SOUTHERN INDIANA — Community organizers in Clark and Floyd counties have canceled annual events commemorating Dr. Martin Luther King Jr. Day Jan. 18 in light of the growing number of positive COVID-19 cases.

But while there will be no physical gatherings, representatives say there are plenty of other ways for the community to honor and respect King’s legacy on his birthday this year.

Clark County typically hosts a special breakfast event, followed by a march and caravan in which people carry signs and sing songs in the spirit of the peaceful civil rights movement King helped build and lead before his assassination in 1963.

But with the county nearing 10,000 COVID-19 cases and having been placed in the red zone last week on the Indiana State Department of Health map, committee chair Janice Leavell said the group had to make the tough decision to cancel the events this year.

“That was hard to do because we have so much support during the years; people really do support us and our efforts,” Leavell said. “But, for the good of the community and our health concerns — a lot of the people who do attend our events are older people — we thought it would be best to not put people at risk and cancel those physical activities for this year.”

New Albany also will not host its traditional MLK Day celebration this year because of the pandemic. The event is a partnership between local churches and the New Albany Parks Department.

“It’s just too dangerous,” said Kathy Wilkerson, recreation director for the New Albany Parks Department. “A lot of people who come to our events are elderly, and we just don’t want to take a chance.”

The city has approved recognizing Juneteenth as a holiday beginning in 2021. The city regularly has events related to Juneteenth, but Wilkerson said the plan is to have an even bigger celebration this June 19 because of the cancellation of the MLK Day program.

The city will post information on its social media pages about King.

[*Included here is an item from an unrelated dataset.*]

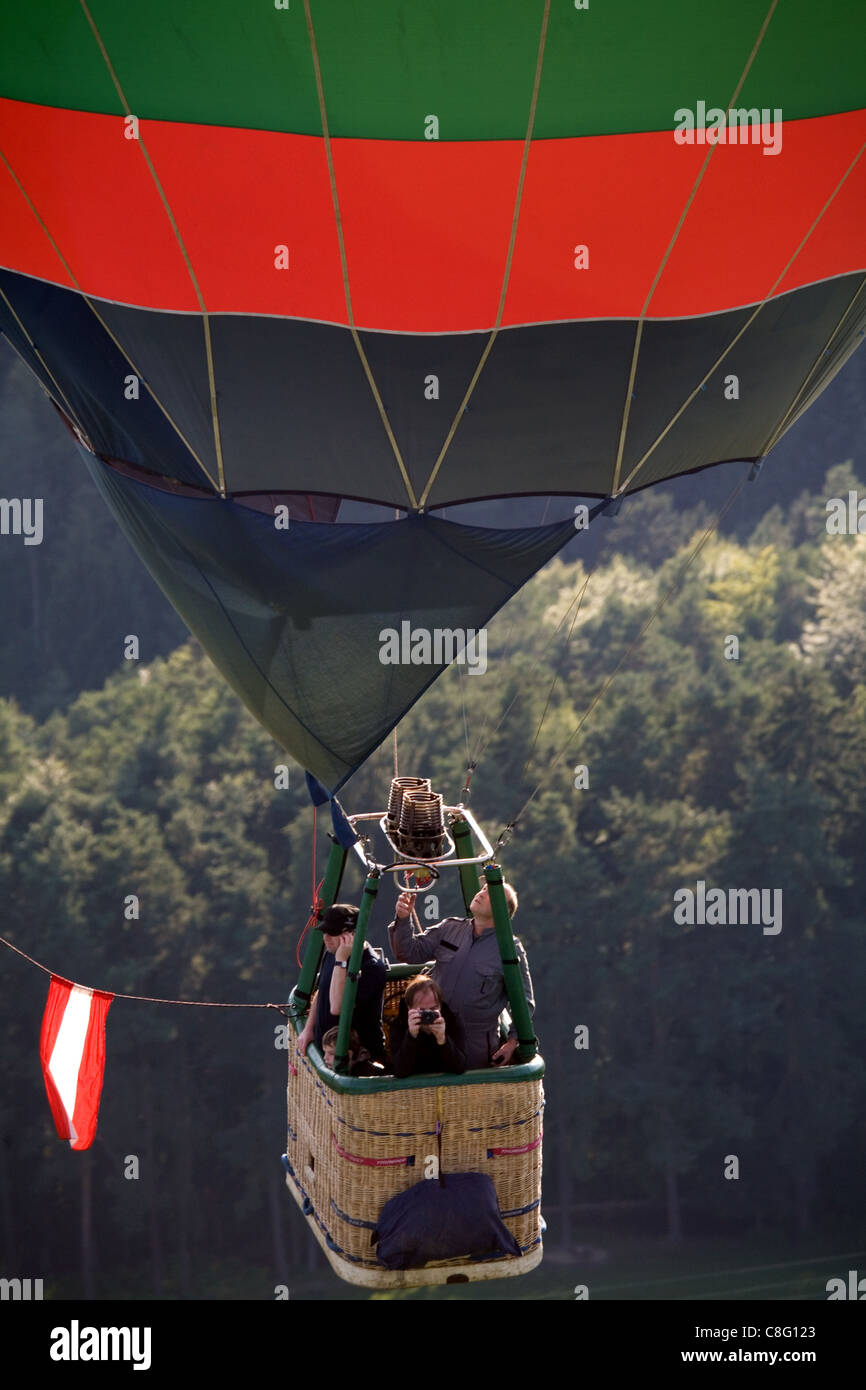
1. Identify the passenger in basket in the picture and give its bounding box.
[391,974,466,1076]
[297,902,388,1062]
[388,883,535,1069]
[321,1029,385,1076]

“It’s a time to honor all of the things that he accomplished, but we still want everyone to be safe,” Wilkerson said.

Two aspects of the Jeffersonville events will continue this year “still trying to commemorate his legacy,” Leavell said.

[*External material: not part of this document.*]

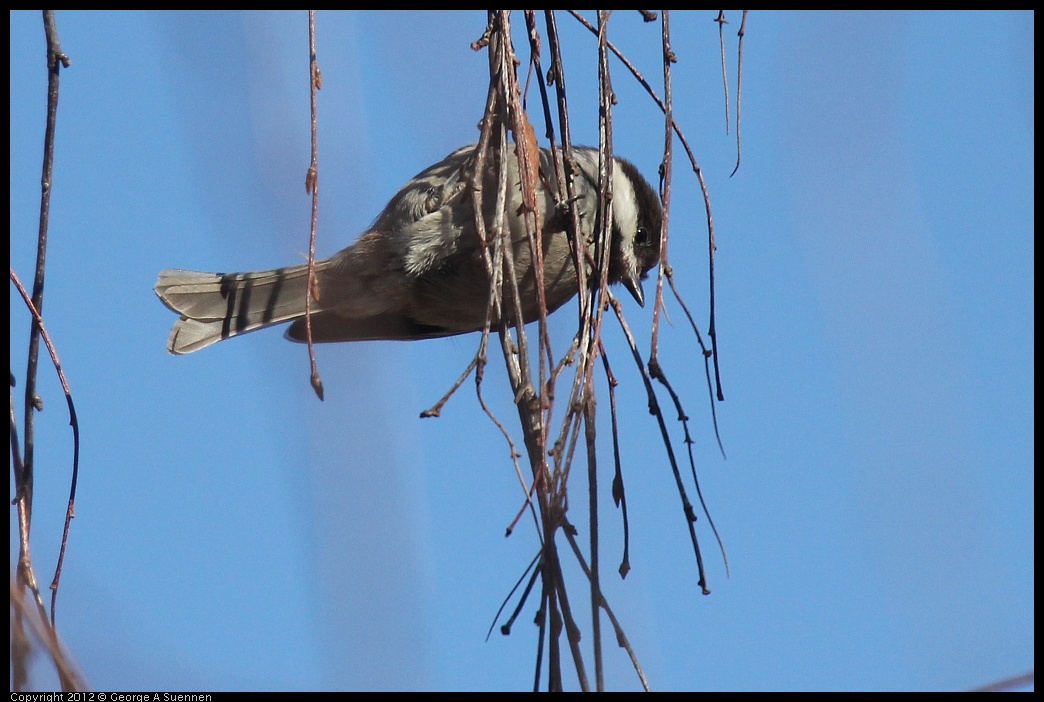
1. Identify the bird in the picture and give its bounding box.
[155,144,663,355]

On MLK Day, the 2021 Freedom and Justice Awards will be presented to Pamela Clark, Minority Health Initiative director at Community Action of Southern Indiana, and Dr. Eric Yazel, Clark County Health Director and Emergency Room Doctor.

“This award is for their contribution in the area of human rights for their continuing efforts to combat the COVID-19 pandemic in Clark County,” Leavell said in an email.

Donations are still being accepted for the 2021 King Scholarships and the winners will receive their awards at their school Honors Day later this year.

Leavell said that to honor King community members can donate their time or resources to organizations that help those in need, such as the Center for Lay Ministries in Jeffersonville, a soup kitchen or Dare to Care.

“And if not [on] Martin Luther King Day, people can just resolve in their minds that they would do more volunteer work in his name,” she said, adding that the need is likely to increase.

“It’s going to get worse because people are out of work, people are going to need food,” she said. “People are really hurting. People forget that not only do people need food, they need detergent, they need deodorant, all that stuff you don’t think about that are luxuries to some people.”

“There’s a lot of ways that people can give in the name of Dr. Martin Luther King — meditate on it, go to the library and get one of his books, research his words. People can read Dr. King’s speech from the March on Washington but there’s so much more.

“Think about where you are, who you are and what you want to accomplish. What would you like to accomplish in the name of Dr. King in this nation’s history?”